In 2008 my hometown of Ahmedabad, in the western state of Gujarat, India, underwent a massive exercise in urban design. The city was to get a new skyline on its long shore of the river Sabarmati — that in its serpentine fashion, bifurcates the city into two. Modelled around the modernist riverfront projects (the likes of which we have experienced in other Asian cities signalling wealth, ambition, and the rise of global infrastructure), the Sabarmati Riverfront Development Project was the biggest urban design exercise that the city had undertaken in decades.
The proposition was to give the city a facelift by building a permanent promenade, taming the river by lifting the shores, creating spaces for private companies to grow their footprint, and making common access areas — parks, restaurants, recreation spaces — for the residents of Ahmedabad. The expensive public development project would put the city on the landscape of foreign investors and technology companies that the government was wooing to come Make in India and contribute to the India Shining campaign. It would bring international focus and a renewed lens of looking at the city and the river which runs through it.
Overlooking communities in the design phase
The voices of the poor, the vulnerable, the weak, and the disposable, were not considered important enough
In the many feasibility reports, environmental scans, consultations with architects, urban designers and policymakers, it seemed like a win-win situation for all. When the project was set in motion, it came as a surprise to many — those who were involved in making it as well as those who were excited at getting this new glorious riverfront — that there was resistance to the project. It would seem that ‘all’ were not happy with it.
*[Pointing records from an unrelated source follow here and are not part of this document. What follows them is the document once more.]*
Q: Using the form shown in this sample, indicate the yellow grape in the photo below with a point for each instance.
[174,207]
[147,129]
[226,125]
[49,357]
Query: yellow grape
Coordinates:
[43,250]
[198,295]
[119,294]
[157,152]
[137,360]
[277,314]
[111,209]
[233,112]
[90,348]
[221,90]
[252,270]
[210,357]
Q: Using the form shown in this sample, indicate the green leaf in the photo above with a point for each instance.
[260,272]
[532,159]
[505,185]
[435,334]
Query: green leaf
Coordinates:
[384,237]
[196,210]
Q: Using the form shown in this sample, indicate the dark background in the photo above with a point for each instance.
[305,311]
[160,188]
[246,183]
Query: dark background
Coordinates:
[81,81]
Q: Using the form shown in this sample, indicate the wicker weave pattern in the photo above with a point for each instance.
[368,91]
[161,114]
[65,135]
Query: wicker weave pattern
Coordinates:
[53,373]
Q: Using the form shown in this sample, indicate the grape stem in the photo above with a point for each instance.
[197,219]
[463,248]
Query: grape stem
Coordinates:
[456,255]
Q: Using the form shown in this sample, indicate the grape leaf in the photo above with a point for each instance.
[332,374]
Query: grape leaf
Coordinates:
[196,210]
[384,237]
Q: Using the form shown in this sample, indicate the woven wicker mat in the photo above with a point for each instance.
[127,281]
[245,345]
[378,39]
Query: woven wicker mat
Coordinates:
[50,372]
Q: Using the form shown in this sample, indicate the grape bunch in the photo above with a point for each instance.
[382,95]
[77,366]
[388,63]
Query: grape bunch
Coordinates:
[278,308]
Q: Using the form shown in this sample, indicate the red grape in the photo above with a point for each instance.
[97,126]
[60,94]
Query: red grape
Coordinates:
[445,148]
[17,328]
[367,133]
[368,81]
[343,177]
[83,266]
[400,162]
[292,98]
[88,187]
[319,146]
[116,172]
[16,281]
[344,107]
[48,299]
What had been completely overlooked — deliberately rather than accidentally — was that this river shore was an entire universe of life and livelihood. On both sides of the river, informal settlements, slums, and legal settler colonies that rehabilitated refugees and migrant workers had grown to keep up with the city for over five decades. At an estimate, more than 50% of the city’s informal labour market lived in these neighbourhoods. A large part of the invisible domestic, construction, manual, and informal labour that is the hidden lifeline of post-industrial cities, was supplied by the lowincome groups and communities that had called the river its home. Around their homes, other economies that followed the ebbs and flows of the river had sprung: second-hand markets, small-scale farming, raising and rearing of small domestic animals, repair shops, and small-scale entrepreneurial enterprises that thrived in the region.
It turned out when specific civil society organisations started inquiring into this, that none of the representatives of these communities were consulted during the design phases of the city. The project was very deliberate in who the ‘all’ were that was going to be designed for in the making of the riverfront. The resistance that was mounted by the small group of civil socie ty actors, however, was easily quelled. The voices of the poor, the vulnerable, the weak, and the disposable, were not considered important enough, before or after the project was set into motion. The resistance was completely overridden by offering meagre and unsustainable compensation packages and rehabilitation options that did not pay any heed to local habits, customs, aspirations, or ambitions of the people who were being forcibly dislocated from the land that they called home. In state-leaning media and in public propaganda, the fact that 150,000 people were being rendered homeless was considered a small price to pay for progress.